It’s the most wonderful time of the year, but it’s also among the most hectic. It seems like before you can clear the dishes from the table after Thanksgiving, the holiday shopping season is off to the races, kicked off by a series of unofficial holidays aimed at ramping up consumption: Black Friday, Small Business Saturday, and Cyber Monday. We love a good deal as much as the next guy, but amid the frenzy of bargains and great finds, it can be easy to lose sight of the true meaning of the season: giving.
Enter Giving Tuesday. The movement started in 2012 as an attempt to give charities and nonprofits a lift during the holidays. On the first Tuesday after Thanksgiving, December 3rd, people around the world will be donating their time, money, and voice to organizations doing important work in our communities. Here are some of our favorite local charities that help make our neighborhoods vibrant and strong. Join the movement!

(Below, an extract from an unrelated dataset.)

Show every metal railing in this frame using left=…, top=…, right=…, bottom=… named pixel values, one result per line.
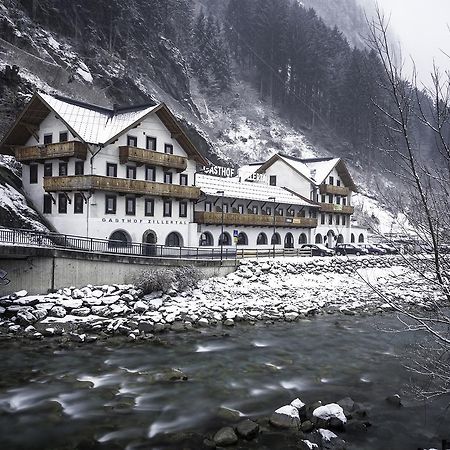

It’s no secret that Greenwich Village is steeped in rich cultural history. It seems that every corner and park bench holds a story, from the artists and writers who got lost in discussion in the dark pubs to the activists who rallied in Washington Square Park to change the course of history. The Village Trip is a celebration of this deep cultural and “all things Greenwich Village: the revolutionary ideas, the experimentation, the wildness, the sheer madness and joy of it all.” The annual Village Trip Festival gathers artists, musicians, and people from all walks of life with affinity for The Village, ensuring the neighborhood remains a place for imagination and artistic invention.
With all the excess of the holidays, it’s hard to imagine the plight of a child going hungry. And yet, in America, one in five children do. It’s a startling fact, and it’s the driving force behind Share Our Strength, a charity working to completely eradicate childhood hunger. It may seem like a lofty goal, but how could we settle for anything less? Through their No Kid Hungry initiative, they’ve fed 775 million meals to hungry children. Through their Cooking Matters program, Share Our Strength has taught 464,000 families how to shop for and prepare healthy food on a tight budget – a practical and straightforward way to ensure children get the nutritious meals they need to grow and learn.
The Food Bank for New York City
You’ve probably heard of the Food Bank. It’s the single largest hunger-relief organization in New York City, and for 35 years, they’ve tackled the problem of hunger head-on through several multipronged approaches. The goal is to end hunger, and they plan on doing it by “organizing food, information, and support for community survival, empowerment, and dignity.” Not only does the Food Bank distribute food across the city, they also help low income residents attain SNAP benefits, educate people on how to cook nutritiously, and advocate for change.
Can you imagine a generation completely without AIDS? DIFFA can. It’s that vision that guides the grassroots organization, which focuses on “mobilizing the vast resources of the design industry” to fund initiatives that combat not only the spread of AIDS itself, but also the misinformation and discrimination surrounding the issue. Get involved and perhaps one day, we’ll see their vision made into a reality.
Here’s a startling fact: According to Autism Speaks, “Autism is more prevalent than childhood cancer, juvenile diabetes, and pediatric AIDS combined.” In fact, it’s the most rapidly growing serious developmental disability in the country, which means you probably know someone who has been affected by neurologically based disability. Brooklyn Autism Center provides a range of services and programs to families affected by Autism, from helping with life skills to teaching those with Autism how to use technology. It’s a top-notch organization that offers help for families who need it.
In many ways, home ownership is at the center of the American dream. And yet for some people, especially those living with a developmental disability, the prospect of owning a home feels out of reach. That’s where HOPE comes in. With a range of housing programs, including independent living, 24-hour residential care, or college-to-career homes, HOPE is helping people with developmental disabilities achieve their living goals, one home at a time.
Walking through the Village, you may be struck by the ornate, historic architecture permeating the neighborhood. The fact that these buildings have been preserved so carefully is no mistake; the GVSHP works hard to ensure the heritage and defining sense of place that makes the Village what it is. We’re grateful for their efforts, and hope that future generations will be able to enjoy the same local charm and character we’ve grown so accustomed to.